For the last half decade, almost all apps have been deployed with webpack/browserify/other bundles. All the assets get smashed together into a big custom bundle that doesn't get cached across sites.
This has been really sad & a big loss for the web, in my opinion. And it's one that we were about to emerge from[1], it seems like.
Alas, if we do go back to a more old-school CDN-based style of web scripting/javascripting, powered by our new ES Modules (& hopefully Import Maps) this new sharding-by-origin change will mean that we will never ever see the CDN hit-rate benefits we once saw.
It seems like it is a necessary change, to protect the user from being tracked, but it still hurts my heart so much, that we are so near to getting back to sharing resources on the web, only to have all that sharing snatched away. Whatever metrics you are looking at today, know that they represent a very sad state of affairs, that brought great pain & suffering to the hearts of many webdevs who aspired for much much much higher hit rates.
I think the linked resources show that it probably never worked the way we hoped it would.
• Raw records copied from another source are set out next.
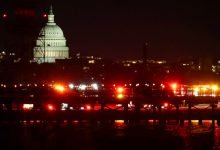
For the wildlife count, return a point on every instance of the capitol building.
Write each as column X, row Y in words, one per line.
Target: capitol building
column 51, row 43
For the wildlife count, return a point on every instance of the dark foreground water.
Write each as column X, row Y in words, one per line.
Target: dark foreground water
column 108, row 135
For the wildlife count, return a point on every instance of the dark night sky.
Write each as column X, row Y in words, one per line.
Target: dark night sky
column 118, row 29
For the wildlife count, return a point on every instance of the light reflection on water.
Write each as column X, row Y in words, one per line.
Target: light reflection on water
column 112, row 134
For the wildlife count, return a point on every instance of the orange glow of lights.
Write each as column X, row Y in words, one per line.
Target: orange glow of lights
column 119, row 121
column 165, row 104
column 28, row 106
column 50, row 107
column 59, row 88
column 173, row 86
column 214, row 87
column 88, row 107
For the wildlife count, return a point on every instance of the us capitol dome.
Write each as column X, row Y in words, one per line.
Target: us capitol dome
column 51, row 43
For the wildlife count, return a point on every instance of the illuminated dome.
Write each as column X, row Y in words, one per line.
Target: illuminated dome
column 51, row 43
column 52, row 31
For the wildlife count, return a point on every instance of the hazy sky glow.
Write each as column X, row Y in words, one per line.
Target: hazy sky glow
column 118, row 29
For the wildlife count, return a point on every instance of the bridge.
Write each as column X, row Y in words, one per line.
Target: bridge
column 116, row 103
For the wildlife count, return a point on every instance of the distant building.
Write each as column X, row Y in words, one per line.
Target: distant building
column 51, row 43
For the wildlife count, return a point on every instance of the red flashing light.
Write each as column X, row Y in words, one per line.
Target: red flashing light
column 174, row 86
column 120, row 92
column 4, row 15
column 45, row 15
column 59, row 88
column 50, row 107
column 165, row 104
column 88, row 107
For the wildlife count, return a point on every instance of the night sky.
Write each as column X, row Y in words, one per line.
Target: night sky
column 119, row 29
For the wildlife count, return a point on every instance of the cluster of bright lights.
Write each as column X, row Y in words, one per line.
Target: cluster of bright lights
column 120, row 92
column 64, row 106
column 59, row 88
column 195, row 90
column 51, row 107
column 28, row 106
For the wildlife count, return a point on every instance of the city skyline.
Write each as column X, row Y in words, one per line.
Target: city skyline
column 120, row 29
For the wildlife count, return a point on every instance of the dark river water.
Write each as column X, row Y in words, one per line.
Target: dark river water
column 108, row 135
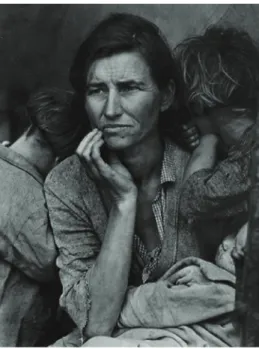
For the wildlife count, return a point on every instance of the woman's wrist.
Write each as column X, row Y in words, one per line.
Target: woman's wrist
column 209, row 139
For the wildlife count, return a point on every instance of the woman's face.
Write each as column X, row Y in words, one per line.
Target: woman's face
column 122, row 99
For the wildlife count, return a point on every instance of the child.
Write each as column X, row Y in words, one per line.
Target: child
column 220, row 72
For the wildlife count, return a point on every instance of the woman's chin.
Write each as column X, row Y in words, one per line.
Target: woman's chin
column 117, row 143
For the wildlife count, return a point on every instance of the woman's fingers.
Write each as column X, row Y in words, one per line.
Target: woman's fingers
column 95, row 151
column 185, row 280
column 84, row 144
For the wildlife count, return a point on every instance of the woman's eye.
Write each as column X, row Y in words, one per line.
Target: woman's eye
column 95, row 91
column 128, row 88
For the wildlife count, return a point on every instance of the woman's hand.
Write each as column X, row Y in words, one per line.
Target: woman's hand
column 187, row 276
column 238, row 251
column 114, row 175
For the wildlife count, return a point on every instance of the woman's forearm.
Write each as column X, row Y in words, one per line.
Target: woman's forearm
column 109, row 276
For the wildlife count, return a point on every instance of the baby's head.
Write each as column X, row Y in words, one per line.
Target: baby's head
column 232, row 247
column 219, row 69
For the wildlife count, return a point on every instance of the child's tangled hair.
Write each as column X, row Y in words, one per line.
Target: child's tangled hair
column 219, row 68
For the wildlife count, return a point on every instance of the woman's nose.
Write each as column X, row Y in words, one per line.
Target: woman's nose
column 113, row 105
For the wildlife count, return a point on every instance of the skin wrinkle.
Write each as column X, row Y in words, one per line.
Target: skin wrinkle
column 137, row 105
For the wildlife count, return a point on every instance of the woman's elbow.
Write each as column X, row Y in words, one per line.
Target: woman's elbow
column 96, row 330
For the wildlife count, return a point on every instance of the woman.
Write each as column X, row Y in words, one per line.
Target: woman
column 114, row 208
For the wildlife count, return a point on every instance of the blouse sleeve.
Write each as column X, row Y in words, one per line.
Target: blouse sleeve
column 219, row 192
column 78, row 247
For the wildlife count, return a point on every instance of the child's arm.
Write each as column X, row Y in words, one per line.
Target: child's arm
column 203, row 157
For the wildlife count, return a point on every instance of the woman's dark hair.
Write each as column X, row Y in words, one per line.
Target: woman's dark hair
column 50, row 112
column 219, row 68
column 122, row 32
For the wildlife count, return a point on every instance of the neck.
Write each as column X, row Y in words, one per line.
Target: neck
column 144, row 159
column 23, row 147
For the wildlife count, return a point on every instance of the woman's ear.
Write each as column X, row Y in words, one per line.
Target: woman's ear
column 168, row 96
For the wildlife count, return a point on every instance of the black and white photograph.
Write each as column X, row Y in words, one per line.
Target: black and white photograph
column 129, row 174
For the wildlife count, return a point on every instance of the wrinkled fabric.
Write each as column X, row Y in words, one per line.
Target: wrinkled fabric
column 27, row 254
column 222, row 191
column 79, row 213
column 215, row 201
column 164, row 315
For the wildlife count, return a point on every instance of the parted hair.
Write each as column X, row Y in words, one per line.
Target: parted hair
column 123, row 32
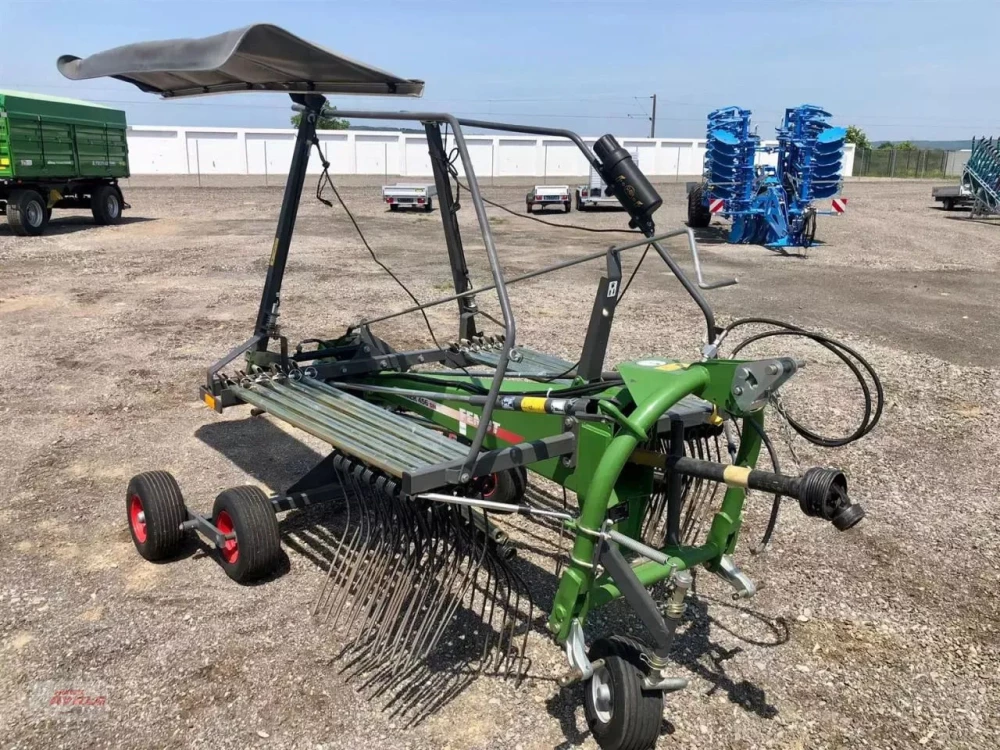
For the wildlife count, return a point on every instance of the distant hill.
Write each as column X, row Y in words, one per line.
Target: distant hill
column 942, row 145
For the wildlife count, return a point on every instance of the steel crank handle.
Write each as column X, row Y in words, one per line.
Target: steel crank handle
column 702, row 284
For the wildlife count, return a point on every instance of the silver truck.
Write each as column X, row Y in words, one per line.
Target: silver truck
column 547, row 195
column 409, row 196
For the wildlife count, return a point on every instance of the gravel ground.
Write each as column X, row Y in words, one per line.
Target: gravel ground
column 884, row 637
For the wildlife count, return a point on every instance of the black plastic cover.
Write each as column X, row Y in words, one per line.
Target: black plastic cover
column 626, row 181
column 260, row 57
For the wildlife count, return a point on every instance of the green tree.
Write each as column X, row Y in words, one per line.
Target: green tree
column 858, row 137
column 325, row 123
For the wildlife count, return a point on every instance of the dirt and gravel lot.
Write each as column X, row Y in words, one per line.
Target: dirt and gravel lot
column 884, row 637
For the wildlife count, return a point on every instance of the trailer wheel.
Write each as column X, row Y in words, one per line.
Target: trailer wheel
column 106, row 205
column 26, row 213
column 620, row 713
column 255, row 551
column 155, row 511
column 699, row 216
The first investigation I linked was from 2011, prior to the existence of webpack.
A lot of people have high-hopes that import-maps[1] will allow us to consume a variety of ES Modules from a variety of CDNs effectively. It gives us back the "bare specifies" that CommonJS introduced, where you say `import $ from "jquery/index.js"` in the code you write. Then the import-map helps the browser understand which CDN or otherwise to reach out to get that index.js file. We think this will allow ES Modules to be broadly usable & "modular", in a way that they have not been. I & a bunch of others are holding our breath on this one. It feels like it really can fix this huge hang up, giving us a way to author modules in a way that allows modular consumption.